The research we're currently doing is looking at ethnicity as well as morphology so that we can get a better fit for implants, because benefitting implants will have a better impact on our patients. These baby boomers and these older, active patients are still active, and they want to resume that active lifestyle. They have certain expectations they want met, and it's our responsibility to try to meet these needs for these patients with our surgical techniques and the implants that we employ.

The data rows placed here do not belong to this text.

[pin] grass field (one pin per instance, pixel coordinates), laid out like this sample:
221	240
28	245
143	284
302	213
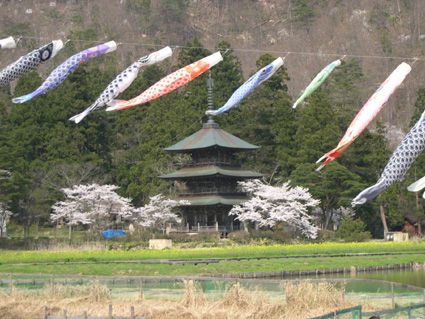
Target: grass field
29	261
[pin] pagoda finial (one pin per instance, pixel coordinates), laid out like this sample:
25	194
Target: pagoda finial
210	101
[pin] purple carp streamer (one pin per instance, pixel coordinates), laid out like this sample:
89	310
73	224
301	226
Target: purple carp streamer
405	154
417	186
29	62
8	43
123	81
60	73
249	86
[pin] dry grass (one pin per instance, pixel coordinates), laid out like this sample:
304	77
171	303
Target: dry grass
300	300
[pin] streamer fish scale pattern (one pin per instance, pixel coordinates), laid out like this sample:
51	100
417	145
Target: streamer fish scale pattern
406	153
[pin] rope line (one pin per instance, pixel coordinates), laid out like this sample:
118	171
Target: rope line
283	52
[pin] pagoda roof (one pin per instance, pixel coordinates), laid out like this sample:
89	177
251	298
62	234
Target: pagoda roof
208	200
210	170
210	135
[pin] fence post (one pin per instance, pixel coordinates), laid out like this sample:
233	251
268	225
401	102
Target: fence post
392	296
132	312
424	302
141	289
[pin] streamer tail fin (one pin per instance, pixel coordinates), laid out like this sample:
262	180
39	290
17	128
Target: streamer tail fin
116	105
79	117
328	157
369	193
23	98
417	186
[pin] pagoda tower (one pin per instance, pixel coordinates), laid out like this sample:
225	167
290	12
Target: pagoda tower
209	180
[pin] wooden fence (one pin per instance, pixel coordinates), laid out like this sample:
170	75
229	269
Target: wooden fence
84	315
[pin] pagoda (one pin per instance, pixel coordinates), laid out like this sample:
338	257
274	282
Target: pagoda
209	181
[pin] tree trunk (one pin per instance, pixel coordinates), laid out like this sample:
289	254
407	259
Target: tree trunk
328	219
383	218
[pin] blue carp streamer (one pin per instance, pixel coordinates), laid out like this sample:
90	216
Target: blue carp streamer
249	86
60	73
404	155
29	62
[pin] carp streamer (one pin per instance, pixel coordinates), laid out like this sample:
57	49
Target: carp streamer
368	112
249	86
123	81
317	81
169	83
60	73
29	62
404	155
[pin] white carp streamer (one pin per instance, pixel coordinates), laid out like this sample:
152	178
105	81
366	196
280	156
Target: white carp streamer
368	112
123	81
170	83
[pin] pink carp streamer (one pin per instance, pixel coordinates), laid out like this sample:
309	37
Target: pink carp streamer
169	83
368	112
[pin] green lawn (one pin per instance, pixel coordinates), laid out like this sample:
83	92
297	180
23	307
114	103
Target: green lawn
211	269
23	261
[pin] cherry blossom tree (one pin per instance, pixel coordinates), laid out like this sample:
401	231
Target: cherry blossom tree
94	205
271	205
5	214
158	212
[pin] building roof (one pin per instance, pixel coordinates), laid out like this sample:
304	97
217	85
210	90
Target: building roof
209	200
210	135
210	170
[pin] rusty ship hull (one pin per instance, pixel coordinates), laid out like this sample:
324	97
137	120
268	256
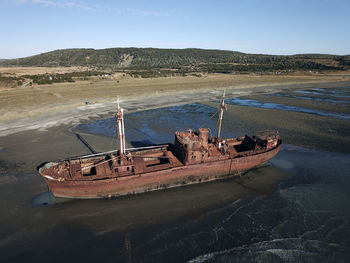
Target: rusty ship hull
150	181
195	157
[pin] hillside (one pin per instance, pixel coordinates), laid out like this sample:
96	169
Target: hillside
188	60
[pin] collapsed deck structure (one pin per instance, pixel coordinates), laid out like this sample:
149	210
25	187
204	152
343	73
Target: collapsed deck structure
195	157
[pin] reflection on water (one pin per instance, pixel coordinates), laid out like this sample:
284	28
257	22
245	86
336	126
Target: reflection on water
271	105
317	92
311	98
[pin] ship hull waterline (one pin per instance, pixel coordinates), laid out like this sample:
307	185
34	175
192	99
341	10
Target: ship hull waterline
163	179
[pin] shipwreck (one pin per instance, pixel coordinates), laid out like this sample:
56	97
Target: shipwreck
195	157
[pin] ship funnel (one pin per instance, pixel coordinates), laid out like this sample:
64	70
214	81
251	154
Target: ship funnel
203	135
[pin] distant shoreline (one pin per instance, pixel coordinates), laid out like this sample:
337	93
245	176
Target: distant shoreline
75	112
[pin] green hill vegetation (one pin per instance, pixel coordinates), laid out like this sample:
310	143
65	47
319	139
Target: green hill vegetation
153	62
190	59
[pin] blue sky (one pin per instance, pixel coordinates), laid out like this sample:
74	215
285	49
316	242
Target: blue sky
30	27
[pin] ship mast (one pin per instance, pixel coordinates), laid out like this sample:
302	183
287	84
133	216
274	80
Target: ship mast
222	108
120	127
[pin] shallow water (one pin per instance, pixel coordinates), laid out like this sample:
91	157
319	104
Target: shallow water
157	126
311	98
271	105
293	209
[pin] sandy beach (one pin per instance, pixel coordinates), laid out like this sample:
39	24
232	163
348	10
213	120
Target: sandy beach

So there's a lot of interest now on implants and their design. Even some customized implants — patients will get a preoperative CT or MRI and get a customized implant. But as a general rule, that's fewer than the companies that provide more shapes and sizes to benefit the anatomy. We've also seen improvement in our surgical technique, in less invasive surgery, more refined instruments, and innovative technology has been introduced into our operating rooms — with computer navigation and even some robotic surgery. But it's the refinement of the surgical techniques by well-trained orthopedic surgeons in joint arthroplasty that have provided excellent results in the majority of patients, allowing them to resume a very active lifestyle.